There has even been a strong push to make them permanent, with a petition on Change.org receiving 3,472 signatures in support of the lane on Heidelberg Road. Similar pop-up bike lanes were trialled in Northcote. The lane on South Crescent increased the number of riders by 22 percent, but that wasn’t enough for them to be made permanent.

Darebin Mayor Cr Lina Messina says the lanes will be removed due to community concerns raised about traffic flow.

“Council made the decision after considering more than 900 pieces of community feedback we received during the trial period,” she says.

According to Messina, plenty is still being done to support cycling in Darebin, however.

“Two award-winning projects include our Octopus Schools program, which works to get kids walking, riding or scooting to school, and our Streets for People program which creates safe streets along 8 key corridors.”
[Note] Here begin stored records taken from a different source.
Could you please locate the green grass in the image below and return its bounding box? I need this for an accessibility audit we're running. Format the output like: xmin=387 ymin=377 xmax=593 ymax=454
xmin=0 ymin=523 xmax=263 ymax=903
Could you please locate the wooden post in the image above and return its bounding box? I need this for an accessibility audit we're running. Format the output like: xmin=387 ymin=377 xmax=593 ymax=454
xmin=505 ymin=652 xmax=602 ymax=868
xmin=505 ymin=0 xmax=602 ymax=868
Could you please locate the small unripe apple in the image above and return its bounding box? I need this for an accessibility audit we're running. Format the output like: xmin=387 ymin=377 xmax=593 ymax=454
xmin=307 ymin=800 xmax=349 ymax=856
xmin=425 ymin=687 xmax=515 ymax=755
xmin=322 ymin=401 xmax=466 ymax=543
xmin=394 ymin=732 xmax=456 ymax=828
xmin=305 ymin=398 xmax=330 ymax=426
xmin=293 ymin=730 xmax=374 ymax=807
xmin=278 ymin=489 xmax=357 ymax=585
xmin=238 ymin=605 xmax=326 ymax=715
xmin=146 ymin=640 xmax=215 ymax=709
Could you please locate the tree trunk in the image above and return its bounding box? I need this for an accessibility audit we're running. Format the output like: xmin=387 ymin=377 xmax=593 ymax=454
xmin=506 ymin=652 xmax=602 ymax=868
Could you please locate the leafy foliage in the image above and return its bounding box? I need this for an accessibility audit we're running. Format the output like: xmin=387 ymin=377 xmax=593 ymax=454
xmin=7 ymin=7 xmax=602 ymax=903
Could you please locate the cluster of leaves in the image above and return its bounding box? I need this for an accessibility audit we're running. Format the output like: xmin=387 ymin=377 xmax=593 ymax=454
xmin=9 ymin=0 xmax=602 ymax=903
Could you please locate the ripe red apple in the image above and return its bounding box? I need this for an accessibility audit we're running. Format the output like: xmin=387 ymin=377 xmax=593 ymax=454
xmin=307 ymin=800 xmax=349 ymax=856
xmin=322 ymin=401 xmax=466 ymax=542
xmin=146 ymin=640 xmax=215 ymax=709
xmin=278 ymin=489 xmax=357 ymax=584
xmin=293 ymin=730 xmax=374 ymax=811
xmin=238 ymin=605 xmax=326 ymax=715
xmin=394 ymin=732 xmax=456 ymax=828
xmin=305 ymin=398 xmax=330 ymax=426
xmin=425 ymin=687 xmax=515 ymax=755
Other countries have also taken on similar initiatives during COVID-19 lockdowns, with Vic Roads comparing their pop-up lanes with those seen in Paris, London and Sydney. Similarly, Italy agreed to cover up to €500 [AUD$834] for bikes purchased in 2020. The aim of the initiative was to encourage the use of sustainable transport and social distancing.

Car-plagued New York also implemented 100km of road space for pedestrians and cyclists. But Dr Ben Habib, a researcher in grassroots sustainability and international climate politics, argues that these initiatives are difficult to replicate in Melbourne.

“Cities like Amsterdam and Copenhagen have much higher bicycle uptake, for a couple of reasons,” he tells upstart. “They have dedicated bike infrastructure, they are more high-density cities with less car traffic; and commuting distances are much shorter, so cycling to work is more viable. So, this is not just an issue about bike lanes, it relates to the entire design of urban spaces.”

A study by the Proceedings of the National Academy of Sciences has shown that cities with pop-up bike lanes have experienced a 48 percent increase in cycling, overcoming the barriers created by cramped urban planning.  And the World Health Organization estimate that for every dollar spent on infrastructure, there is a $5 benefit.

Cycling advocates are quick to point out high emissions from vehicles in high-density metropolitan areas like Darebin.  Bicycle Network’s ‘Park it for the Planet’ campaign urges Australians to ride instead of drive because “every kilometre you pedal saves 243.8 grams of CO2 emissions”. So, should Melbourne become like Amsterdam, one of the most bike friendly city in the world?

Dr Habib says that the argument about sustainability is negligible. Australia’s latest quarterly update of greenhouse gas emissions found that the transport sector made up 18.3 percent of emissions.

“Out of that total, only a much smaller percentage of emissions comes from commuting by private car,” he says.

“Does bicycle riding have positive environmental impact? Yes. Does it make a big contribution in the fight against climate change? Not so much.”

However, for local councils and cycling advocates, what these bike lanes may do is take Melbourne one step closer to safer, less-congested roads.